Succinctly, the prosecutor did not fulfill her obligation to “pin the witness down to the specific object of [her] inquiry.” Bronston, 409 U.S. at 360, 93 S.Ct. 595. Any number of straightforward follow-up questions could have clarified the object of inquiry. For example, in addition to the “attempt” question mentioned earlier, the government could have cured the ambiguity by supplying the date, time or location of the target meeting, focusing Cicalese's attention on the specific events at issue. See Razzaia, 370 F.Supp. at 578–79. Left naked, the government's imprecise question did not meet the standard set in Bronston. It cannot provide a jury with a sufficient basis to reasonably conclude that Cicalese willfully lied by answering as he did. Id. at 579. Asking simple follow-up questions could have resolved the imprecision and fulfilled the government's obligation under Bronston. Whether by strategy or inadvertence, the government did not do so.

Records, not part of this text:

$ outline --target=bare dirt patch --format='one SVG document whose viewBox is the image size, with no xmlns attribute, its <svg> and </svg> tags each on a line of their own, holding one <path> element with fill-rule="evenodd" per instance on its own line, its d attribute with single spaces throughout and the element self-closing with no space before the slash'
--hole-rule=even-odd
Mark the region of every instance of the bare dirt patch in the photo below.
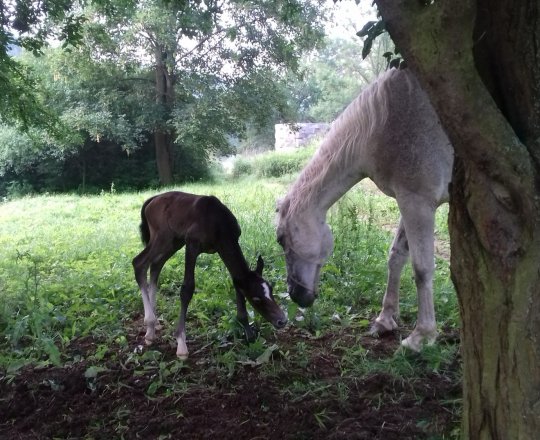
<svg viewBox="0 0 540 440">
<path fill-rule="evenodd" d="M 70 346 L 78 361 L 3 375 L 0 438 L 402 440 L 451 438 L 458 426 L 448 404 L 461 394 L 455 377 L 359 376 L 346 365 L 359 347 L 371 360 L 391 358 L 396 334 L 375 340 L 348 328 L 314 338 L 290 329 L 276 335 L 279 350 L 269 362 L 232 367 L 199 340 L 190 342 L 185 364 L 167 342 L 153 348 L 159 362 L 132 362 L 141 335 L 132 341 L 102 359 L 99 371 L 89 370 L 98 341 L 86 338 Z M 452 362 L 449 371 L 459 369 L 457 355 Z M 171 366 L 179 368 L 175 382 L 153 387 Z"/>
</svg>

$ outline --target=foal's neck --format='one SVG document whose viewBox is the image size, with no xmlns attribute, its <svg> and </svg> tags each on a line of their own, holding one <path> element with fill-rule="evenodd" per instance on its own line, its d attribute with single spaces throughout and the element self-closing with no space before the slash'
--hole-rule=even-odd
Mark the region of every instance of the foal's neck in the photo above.
<svg viewBox="0 0 540 440">
<path fill-rule="evenodd" d="M 233 279 L 243 280 L 248 276 L 249 265 L 237 241 L 232 240 L 224 243 L 218 249 L 218 254 Z"/>
</svg>

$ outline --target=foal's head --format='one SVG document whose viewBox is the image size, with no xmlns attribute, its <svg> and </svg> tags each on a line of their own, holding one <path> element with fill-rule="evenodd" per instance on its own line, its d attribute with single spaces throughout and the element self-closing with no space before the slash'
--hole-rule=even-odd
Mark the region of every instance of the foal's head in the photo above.
<svg viewBox="0 0 540 440">
<path fill-rule="evenodd" d="M 287 315 L 276 303 L 272 295 L 272 286 L 262 277 L 264 261 L 261 256 L 257 259 L 257 267 L 250 271 L 242 282 L 235 282 L 236 287 L 249 301 L 252 307 L 270 322 L 275 328 L 283 328 L 287 324 Z"/>
<path fill-rule="evenodd" d="M 291 299 L 309 307 L 318 292 L 321 267 L 332 253 L 334 240 L 324 219 L 305 212 L 291 214 L 289 201 L 278 204 L 277 241 L 285 251 Z"/>
</svg>

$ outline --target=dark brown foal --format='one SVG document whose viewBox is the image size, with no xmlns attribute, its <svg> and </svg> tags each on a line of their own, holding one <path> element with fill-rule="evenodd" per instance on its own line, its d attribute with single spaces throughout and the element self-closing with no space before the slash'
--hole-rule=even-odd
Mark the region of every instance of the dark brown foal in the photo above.
<svg viewBox="0 0 540 440">
<path fill-rule="evenodd" d="M 183 246 L 186 246 L 184 282 L 180 290 L 180 319 L 175 333 L 178 357 L 186 359 L 188 356 L 186 314 L 195 290 L 195 262 L 201 253 L 217 252 L 225 263 L 236 290 L 237 318 L 248 341 L 255 335 L 249 325 L 246 299 L 274 327 L 285 326 L 287 317 L 275 302 L 272 287 L 262 277 L 263 259 L 258 258 L 254 271 L 249 269 L 238 244 L 241 234 L 238 221 L 216 197 L 179 191 L 160 194 L 144 202 L 141 220 L 141 238 L 146 247 L 133 259 L 133 268 L 143 298 L 147 344 L 155 339 L 159 274 L 165 262 Z"/>
</svg>

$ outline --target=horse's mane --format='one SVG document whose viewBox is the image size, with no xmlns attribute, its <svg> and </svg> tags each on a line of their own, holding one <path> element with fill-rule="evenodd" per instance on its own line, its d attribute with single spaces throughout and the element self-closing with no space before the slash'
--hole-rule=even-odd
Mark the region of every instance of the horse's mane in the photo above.
<svg viewBox="0 0 540 440">
<path fill-rule="evenodd" d="M 286 216 L 309 205 L 316 197 L 315 188 L 324 178 L 330 165 L 344 168 L 354 161 L 361 147 L 376 130 L 384 127 L 388 116 L 389 80 L 399 71 L 391 69 L 380 75 L 352 101 L 332 123 L 317 152 L 290 188 L 284 202 Z"/>
</svg>

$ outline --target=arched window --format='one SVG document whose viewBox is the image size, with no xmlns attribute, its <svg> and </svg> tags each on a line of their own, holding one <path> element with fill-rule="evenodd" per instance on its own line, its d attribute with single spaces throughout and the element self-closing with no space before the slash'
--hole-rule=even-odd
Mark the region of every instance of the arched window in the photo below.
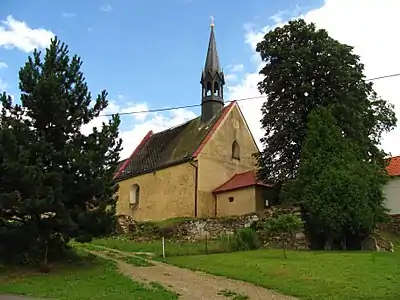
<svg viewBox="0 0 400 300">
<path fill-rule="evenodd" d="M 212 95 L 212 83 L 207 82 L 207 87 L 206 87 L 206 96 L 211 96 Z"/>
<path fill-rule="evenodd" d="M 219 84 L 218 82 L 214 82 L 214 93 L 215 96 L 220 96 L 219 94 Z"/>
<path fill-rule="evenodd" d="M 140 198 L 140 187 L 138 184 L 134 184 L 131 187 L 131 193 L 129 195 L 129 203 L 131 205 L 133 204 L 138 204 L 139 203 L 139 198 Z"/>
<path fill-rule="evenodd" d="M 238 142 L 236 141 L 232 143 L 232 158 L 240 159 L 240 148 Z"/>
</svg>

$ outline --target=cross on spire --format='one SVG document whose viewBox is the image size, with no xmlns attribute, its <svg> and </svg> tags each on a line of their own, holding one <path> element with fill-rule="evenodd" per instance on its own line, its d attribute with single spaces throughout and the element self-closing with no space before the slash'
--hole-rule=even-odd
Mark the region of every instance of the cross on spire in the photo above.
<svg viewBox="0 0 400 300">
<path fill-rule="evenodd" d="M 210 17 L 211 23 L 210 23 L 210 27 L 214 28 L 215 24 L 214 24 L 214 16 Z"/>
</svg>

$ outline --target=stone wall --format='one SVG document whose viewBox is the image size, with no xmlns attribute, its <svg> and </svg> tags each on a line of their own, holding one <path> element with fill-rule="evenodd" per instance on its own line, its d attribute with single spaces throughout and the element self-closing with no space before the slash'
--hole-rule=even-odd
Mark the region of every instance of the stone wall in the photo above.
<svg viewBox="0 0 400 300">
<path fill-rule="evenodd" d="M 218 238 L 223 235 L 233 234 L 235 230 L 250 227 L 260 217 L 250 214 L 240 217 L 204 218 L 189 220 L 179 224 L 180 237 L 187 240 L 199 240 L 208 237 Z"/>
<path fill-rule="evenodd" d="M 224 235 L 231 235 L 241 228 L 253 227 L 259 233 L 260 240 L 265 247 L 280 246 L 279 236 L 266 235 L 261 224 L 266 218 L 270 218 L 277 211 L 275 209 L 266 210 L 264 214 L 248 214 L 243 216 L 220 217 L 220 218 L 198 218 L 165 226 L 157 226 L 152 222 L 134 222 L 129 216 L 118 217 L 118 233 L 130 233 L 134 240 L 152 240 L 161 236 L 184 241 L 199 241 L 207 239 L 217 239 Z M 298 213 L 293 209 L 287 212 Z M 293 237 L 286 241 L 291 248 L 307 248 L 307 240 L 304 231 L 297 232 Z"/>
<path fill-rule="evenodd" d="M 400 236 L 400 215 L 390 216 L 390 221 L 379 226 L 379 230 Z"/>
</svg>

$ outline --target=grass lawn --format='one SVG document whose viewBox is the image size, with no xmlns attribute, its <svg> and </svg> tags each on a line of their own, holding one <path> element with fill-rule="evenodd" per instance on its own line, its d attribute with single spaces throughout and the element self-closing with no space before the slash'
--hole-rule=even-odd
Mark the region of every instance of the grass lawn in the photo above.
<svg viewBox="0 0 400 300">
<path fill-rule="evenodd" d="M 173 300 L 177 295 L 159 284 L 145 286 L 120 274 L 114 263 L 89 258 L 59 266 L 48 274 L 0 272 L 0 294 L 20 294 L 59 300 Z"/>
<path fill-rule="evenodd" d="M 400 299 L 400 241 L 395 253 L 281 250 L 193 255 L 204 253 L 203 243 L 167 243 L 167 263 L 231 277 L 302 299 Z M 108 238 L 93 241 L 126 252 L 161 254 L 161 242 L 137 243 Z M 209 252 L 218 249 L 209 242 Z M 215 248 L 215 249 L 214 249 Z"/>
<path fill-rule="evenodd" d="M 161 240 L 152 241 L 149 243 L 138 243 L 128 240 L 123 237 L 110 237 L 95 239 L 91 242 L 93 245 L 104 246 L 107 248 L 117 249 L 125 252 L 152 252 L 157 256 L 162 255 Z M 226 252 L 222 247 L 226 245 L 221 244 L 219 241 L 208 241 L 207 248 L 205 242 L 174 242 L 166 240 L 165 252 L 166 256 L 182 256 L 182 255 L 196 255 L 208 253 Z"/>
<path fill-rule="evenodd" d="M 167 262 L 301 299 L 400 299 L 400 252 L 289 251 L 284 260 L 280 250 L 258 250 L 170 257 Z"/>
</svg>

The government argues that it was not required to ask follow-up questions, primarily relying on United States v. D'Auria, 672 F.2d 1085 (2d Cir.1982) and United States v. Regan, 103 F.3d 1072 (2d Cir.1997). The argument is a red herring. These cases do not deal with Bronston issues, but instead hold that the government is not required to reveal evidence it has in its possession that contradicts the witness's testimony. The government was, of course, not required to play the intercepted call or otherwise reveal the fruits of its investigation or its investigatory methods. It was however, required to ask specific questions, and neither Regan nor D'Auria relieves the government of that obligation—an obligation it could easily have met without revealing a scintilla of its investigatory file.
CONCLUSION
As the Second Circuit has explained, “[a] perjury conviction must rest on the utterance by the accused of a false statement; it may not stand on a particular interpretation that a questioner places upon an answer.” Lighte, 782 F.2d at 374. Here, the government sought to try Cicalese based on its favored interpretation of an ambiguous question that lacks support in the context of the examination during which the question was asked or in the context of the government's nebulous extrinsic evidence of falsehood. Under such circumstances, the perjury charge lacks the precise predicate necessary to sustain it. Therefore, the two counts in the indictment against Cicalese—the obstruction count and the perjury count on which it stands—must be, and have been, dismissed.